Wissen und Methode
Mit der stetigen Neuproduktion von immer mehr Wissen verändert sich nicht nur die gesellschaftliche Bedeutung von Wissen (Stichwort: Wissensgesellschaft), sondern wirf zugleich auch die Frage auf, wie das neue Wissen von den Individuen in ihre Alltagskontexte aufgenommen und integriert werden.
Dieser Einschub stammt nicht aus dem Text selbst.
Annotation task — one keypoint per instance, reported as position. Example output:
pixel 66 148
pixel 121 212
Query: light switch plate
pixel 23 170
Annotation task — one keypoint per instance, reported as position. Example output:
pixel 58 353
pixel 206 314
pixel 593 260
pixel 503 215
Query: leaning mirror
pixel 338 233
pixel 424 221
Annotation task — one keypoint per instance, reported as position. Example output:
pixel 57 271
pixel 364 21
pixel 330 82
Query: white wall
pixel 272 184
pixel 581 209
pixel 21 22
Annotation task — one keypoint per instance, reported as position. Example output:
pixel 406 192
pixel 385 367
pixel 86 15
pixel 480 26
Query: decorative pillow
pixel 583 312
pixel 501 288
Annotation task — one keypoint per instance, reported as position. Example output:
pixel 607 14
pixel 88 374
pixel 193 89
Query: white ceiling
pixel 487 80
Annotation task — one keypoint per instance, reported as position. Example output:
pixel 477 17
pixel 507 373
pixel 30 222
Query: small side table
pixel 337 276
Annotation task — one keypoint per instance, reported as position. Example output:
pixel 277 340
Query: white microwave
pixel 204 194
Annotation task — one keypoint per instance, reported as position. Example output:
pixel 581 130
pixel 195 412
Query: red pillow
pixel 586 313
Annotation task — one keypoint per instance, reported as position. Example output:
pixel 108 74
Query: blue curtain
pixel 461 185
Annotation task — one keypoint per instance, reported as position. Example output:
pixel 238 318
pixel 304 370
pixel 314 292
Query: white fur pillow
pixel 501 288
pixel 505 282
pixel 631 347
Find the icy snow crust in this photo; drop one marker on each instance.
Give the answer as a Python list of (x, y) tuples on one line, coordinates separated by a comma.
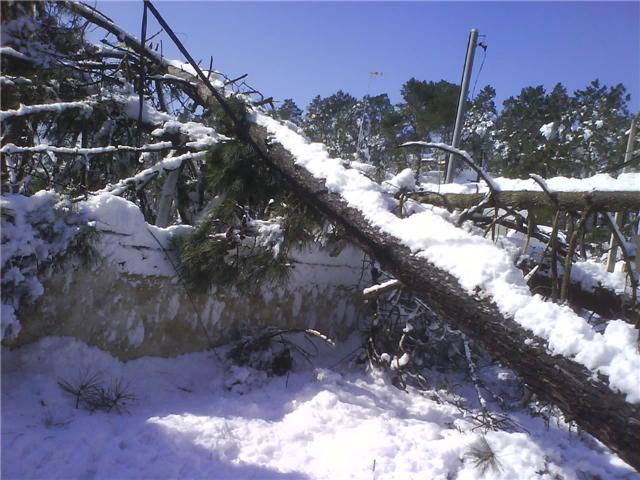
[(477, 262), (321, 422)]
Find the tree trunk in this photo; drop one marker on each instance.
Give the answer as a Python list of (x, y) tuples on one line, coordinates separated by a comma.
[(571, 201), (582, 396)]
Die Wissensforschung hat hierzu deutlich gemacht, dass sich dies in einem komplexen Wechselspiel in jeweils spezifischen intersubjektiven Konstellationen und soziokulturellen Kontexten vollzieht. Zudem wirkt das Ergebnis der individuellen Aneignung des neuen Wissens seinerseits zurück auf politische, wirtschaftliche und wissenschaftliche Vorstellungen. Der kanadische Wissenschaftsphilosoph Ian Hacking spricht hier von einem »looping effect« (Hacking 1999). Er zeigt am Beispiel von psychiatrischen Krankheiten, dass neue Wissensbestände aus der Medizin und Biotechnologie in Form von Risiko-Klassifikationen an die so genannten Laien herangetragen und sowohl affirmativ, produktiv als auch widerständig angeeignet werden. Darüber hinaus produzieren Forschungen und klinische Praxis nicht nur wissenschaftliche Einsichten, sondern auch bestimmte Formen von Selbstinterpretationen und Selbstverhältnissen, Varianten von Individualität und Sozialität, die sich wiederum auf der Ebene von Körper und Körperlichkeit manifestieren können.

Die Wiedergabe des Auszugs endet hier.